• Sonuç bulunamadı

1.10. Ücret Teorilerin Sınıflandırılması

1.10.1. Klasik Ücret Teorileri

Genel olarak on dokuzuncu yüzyılda ücret konusunda görüşlerini beyan eden bilim adamlarının geliştirdikleri kuramsal çerçeve, klasik ücret teorileri olarak bilinmektedir. Bu teoriler kendi kapsamı içinde, Doğal Ücret Teorisi, Ücret Fonu

27 Teorisi ve Artık Değer Teorisi olarak üç grup altında birleştirerek ilgili konularda değerlendirilmektedir (Işığıçok, 2017, s. 86).

1.10.1.1.Doğal Ücret Teorisi

Klasik ücret teorilerinin içinde en başta geleni, David Ricardonun ünlü Doğal Ücret Teorisidir. Ricardo bu teorisini oluştururken Malthusun görüşlerinden çok etkilenmişti. Malthusun düşüncelerine göre nüfusun hızlı şekilde artması ileride büyük tehdit yaratacaktı, nüfus artışını durdurmak için doğum kontrollerini ciddiyetle yürütülmesi gerektiğini savunmuştu. Malthusa göre aşırı nüfus artışı dünyayı kargaşa ve sefalete sürükleyecekti. Bu karamsarlık görüşü 19.yüzyilin etkili iki ekonomisti içinde geçerli sayılarak, Ricardo da toprak ağaları, Marks da sanayici sermaye sahiplerinin üretimden ve milli gelirden alacağı payların artmasını kaçınılmaz olacağını öngörmesini sağlamıştır (Piketty, 2014, s. 5-6).

Ricardo Malthusun Nüfus Teorisinden etkilenerek ortaya attığı Doğal Ücret Teorisinde ücret düzeyini temel olarak, çalışan bireylerin ve onların ailelerinin hayatta kalabilmeleri için zaruri olan ihtiyaç unsurlarının etkisi belirlemektedir.

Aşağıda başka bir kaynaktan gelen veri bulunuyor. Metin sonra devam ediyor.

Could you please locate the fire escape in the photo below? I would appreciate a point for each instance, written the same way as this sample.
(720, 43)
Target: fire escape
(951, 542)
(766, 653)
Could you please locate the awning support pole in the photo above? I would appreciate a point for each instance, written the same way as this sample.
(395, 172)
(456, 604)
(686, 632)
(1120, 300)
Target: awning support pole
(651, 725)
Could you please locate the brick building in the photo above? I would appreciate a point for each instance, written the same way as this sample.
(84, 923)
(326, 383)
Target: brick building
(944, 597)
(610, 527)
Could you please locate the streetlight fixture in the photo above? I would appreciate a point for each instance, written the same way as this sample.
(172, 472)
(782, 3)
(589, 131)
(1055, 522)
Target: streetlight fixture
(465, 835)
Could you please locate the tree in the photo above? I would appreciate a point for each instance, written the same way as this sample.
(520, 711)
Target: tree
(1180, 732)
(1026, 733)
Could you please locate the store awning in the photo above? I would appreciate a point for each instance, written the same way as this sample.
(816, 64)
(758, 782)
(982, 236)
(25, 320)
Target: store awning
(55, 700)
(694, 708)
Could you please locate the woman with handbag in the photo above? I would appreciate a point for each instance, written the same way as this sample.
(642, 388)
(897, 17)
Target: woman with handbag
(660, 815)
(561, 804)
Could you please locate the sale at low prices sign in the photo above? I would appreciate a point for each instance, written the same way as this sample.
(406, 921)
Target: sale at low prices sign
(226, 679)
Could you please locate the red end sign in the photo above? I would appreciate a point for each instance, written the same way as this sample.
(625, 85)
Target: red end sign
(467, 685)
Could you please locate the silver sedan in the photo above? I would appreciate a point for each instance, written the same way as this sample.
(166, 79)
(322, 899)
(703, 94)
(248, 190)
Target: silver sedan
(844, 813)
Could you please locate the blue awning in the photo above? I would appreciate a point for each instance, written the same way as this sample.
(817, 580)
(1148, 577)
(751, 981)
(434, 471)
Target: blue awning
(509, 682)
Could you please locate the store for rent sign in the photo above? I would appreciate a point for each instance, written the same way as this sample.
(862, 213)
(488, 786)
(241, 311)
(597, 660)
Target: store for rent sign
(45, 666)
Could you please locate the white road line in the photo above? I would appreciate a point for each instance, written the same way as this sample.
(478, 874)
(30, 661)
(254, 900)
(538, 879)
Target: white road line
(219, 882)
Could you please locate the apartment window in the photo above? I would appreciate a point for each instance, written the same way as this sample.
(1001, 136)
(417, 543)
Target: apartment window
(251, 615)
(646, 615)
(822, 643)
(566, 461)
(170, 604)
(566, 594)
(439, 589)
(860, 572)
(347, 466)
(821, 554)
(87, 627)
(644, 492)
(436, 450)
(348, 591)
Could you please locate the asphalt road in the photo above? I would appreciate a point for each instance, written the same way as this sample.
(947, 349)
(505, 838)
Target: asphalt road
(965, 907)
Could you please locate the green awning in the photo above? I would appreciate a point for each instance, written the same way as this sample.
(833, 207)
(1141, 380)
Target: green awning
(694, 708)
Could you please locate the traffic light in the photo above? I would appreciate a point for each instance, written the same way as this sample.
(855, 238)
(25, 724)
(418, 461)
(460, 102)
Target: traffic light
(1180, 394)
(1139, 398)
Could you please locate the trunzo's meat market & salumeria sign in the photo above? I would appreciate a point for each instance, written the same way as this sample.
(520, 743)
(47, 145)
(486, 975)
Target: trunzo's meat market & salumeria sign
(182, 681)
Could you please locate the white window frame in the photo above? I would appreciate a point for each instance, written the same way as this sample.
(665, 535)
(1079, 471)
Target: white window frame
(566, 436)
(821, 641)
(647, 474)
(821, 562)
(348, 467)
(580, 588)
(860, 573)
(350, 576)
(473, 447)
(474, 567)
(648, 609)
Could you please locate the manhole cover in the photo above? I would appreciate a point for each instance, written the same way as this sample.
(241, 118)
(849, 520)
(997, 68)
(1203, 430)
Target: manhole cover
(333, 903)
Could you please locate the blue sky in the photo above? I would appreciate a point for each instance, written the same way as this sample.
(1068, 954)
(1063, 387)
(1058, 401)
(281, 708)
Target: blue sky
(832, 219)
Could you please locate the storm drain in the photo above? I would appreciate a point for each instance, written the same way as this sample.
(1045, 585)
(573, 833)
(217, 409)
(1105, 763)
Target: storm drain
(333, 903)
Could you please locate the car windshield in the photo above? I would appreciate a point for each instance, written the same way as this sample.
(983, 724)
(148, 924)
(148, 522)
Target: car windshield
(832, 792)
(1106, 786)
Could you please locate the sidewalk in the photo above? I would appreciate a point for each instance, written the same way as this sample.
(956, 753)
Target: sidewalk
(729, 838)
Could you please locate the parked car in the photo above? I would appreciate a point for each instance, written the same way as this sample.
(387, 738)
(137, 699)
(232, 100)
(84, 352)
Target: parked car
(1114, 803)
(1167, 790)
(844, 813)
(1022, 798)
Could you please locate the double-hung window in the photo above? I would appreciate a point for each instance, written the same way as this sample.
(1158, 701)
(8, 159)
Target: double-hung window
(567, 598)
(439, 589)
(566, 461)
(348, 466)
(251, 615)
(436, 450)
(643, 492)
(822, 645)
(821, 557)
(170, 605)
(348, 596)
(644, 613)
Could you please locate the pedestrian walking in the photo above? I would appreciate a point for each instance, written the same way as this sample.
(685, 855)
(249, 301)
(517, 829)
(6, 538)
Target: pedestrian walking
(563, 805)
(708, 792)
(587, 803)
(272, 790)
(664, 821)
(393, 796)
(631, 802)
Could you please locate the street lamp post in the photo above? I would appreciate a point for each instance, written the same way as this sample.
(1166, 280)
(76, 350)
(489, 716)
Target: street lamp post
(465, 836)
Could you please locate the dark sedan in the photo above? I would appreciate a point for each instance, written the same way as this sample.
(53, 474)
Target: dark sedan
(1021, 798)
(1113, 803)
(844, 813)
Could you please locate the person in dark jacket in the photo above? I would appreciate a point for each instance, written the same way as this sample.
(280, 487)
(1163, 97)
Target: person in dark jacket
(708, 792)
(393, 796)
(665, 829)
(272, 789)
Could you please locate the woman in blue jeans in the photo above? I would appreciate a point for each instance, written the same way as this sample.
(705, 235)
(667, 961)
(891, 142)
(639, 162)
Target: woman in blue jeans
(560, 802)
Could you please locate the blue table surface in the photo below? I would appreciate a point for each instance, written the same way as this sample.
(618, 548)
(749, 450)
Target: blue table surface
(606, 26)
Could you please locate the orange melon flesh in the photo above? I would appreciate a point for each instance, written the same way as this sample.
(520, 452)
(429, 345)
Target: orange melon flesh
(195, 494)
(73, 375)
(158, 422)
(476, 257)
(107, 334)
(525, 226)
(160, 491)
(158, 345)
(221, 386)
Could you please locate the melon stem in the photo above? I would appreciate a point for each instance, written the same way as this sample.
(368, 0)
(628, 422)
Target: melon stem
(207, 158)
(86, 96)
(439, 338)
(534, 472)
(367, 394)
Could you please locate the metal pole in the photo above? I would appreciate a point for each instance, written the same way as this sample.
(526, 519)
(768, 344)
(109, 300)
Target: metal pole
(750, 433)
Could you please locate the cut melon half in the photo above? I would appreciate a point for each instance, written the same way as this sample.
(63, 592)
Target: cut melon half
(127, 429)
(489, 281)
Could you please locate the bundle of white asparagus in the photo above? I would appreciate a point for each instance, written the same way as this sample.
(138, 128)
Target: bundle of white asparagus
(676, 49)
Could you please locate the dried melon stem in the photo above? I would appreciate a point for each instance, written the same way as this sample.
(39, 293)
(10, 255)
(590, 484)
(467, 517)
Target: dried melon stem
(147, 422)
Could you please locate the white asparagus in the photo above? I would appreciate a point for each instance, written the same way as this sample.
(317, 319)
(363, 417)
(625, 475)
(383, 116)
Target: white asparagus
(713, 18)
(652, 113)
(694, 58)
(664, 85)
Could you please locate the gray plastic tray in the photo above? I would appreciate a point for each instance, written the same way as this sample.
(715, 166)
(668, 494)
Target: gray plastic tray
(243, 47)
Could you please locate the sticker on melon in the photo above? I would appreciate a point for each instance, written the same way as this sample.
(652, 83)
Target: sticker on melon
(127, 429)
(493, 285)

Bunu değişik bir ifadeyle açıklarsak, işçinin kazanacağı ücret düzeyi onun ve aile fertlerinin yaşamlarını sürdüre bilmeleri için ihtiyaç duyulan beslenme, barınma, giyinme gibi zaruri giderlerini ve bunlar hariç farklı zevk ve sosyal faktörlerden doğan ihtiyaçlarında karşılayabilecek miktarda olması gerekmektedir(Beşikkaya, 2012, s. 41).

Klasik Doğal Ücret veya Emek Arzı Teorisi genel şekliyle ücret miktarlarını üzün dönem içinde çalışanların geçim hayatlarını sürdüre bilecek seviyede olacağını, kısa dönem serisinde ücretlerin miktarları geçimlik hayat standartlını üzerinde artış ya da onun üzerinden azalış göstereceğini açıklamışlardır.

Dolayısıyla geçimlik standart üzerinde yaşanacak olan değişiklik nüfus üzerinde de etki yaratmaktadır, şayet artması halinde ilgili olarak nüfus oranında bir artma yaşanacak, azalması durumunda ise nüfus sayısında azalma gerçekleşecek. Nüfus sayısıyla ücret miktarı arasında bir ilişki vardır, biri yükseliş gösterdiğinde diğeri de yükselmeye doğru gitmektedir, üzün dönem içinde ücretin miktarı geçimlik standart ücret miktarına denk gelmektedir (Kaytancı, 2008, s. 5).

28 Başka bir ifadede Ricardo şunu söylemiştir, eğer emeğin piyasa fiyat düzeyi emeğin doğal olan fiyat düzeyinden kıyasla yükseliş seyrinde olsa çalışanı etkiler.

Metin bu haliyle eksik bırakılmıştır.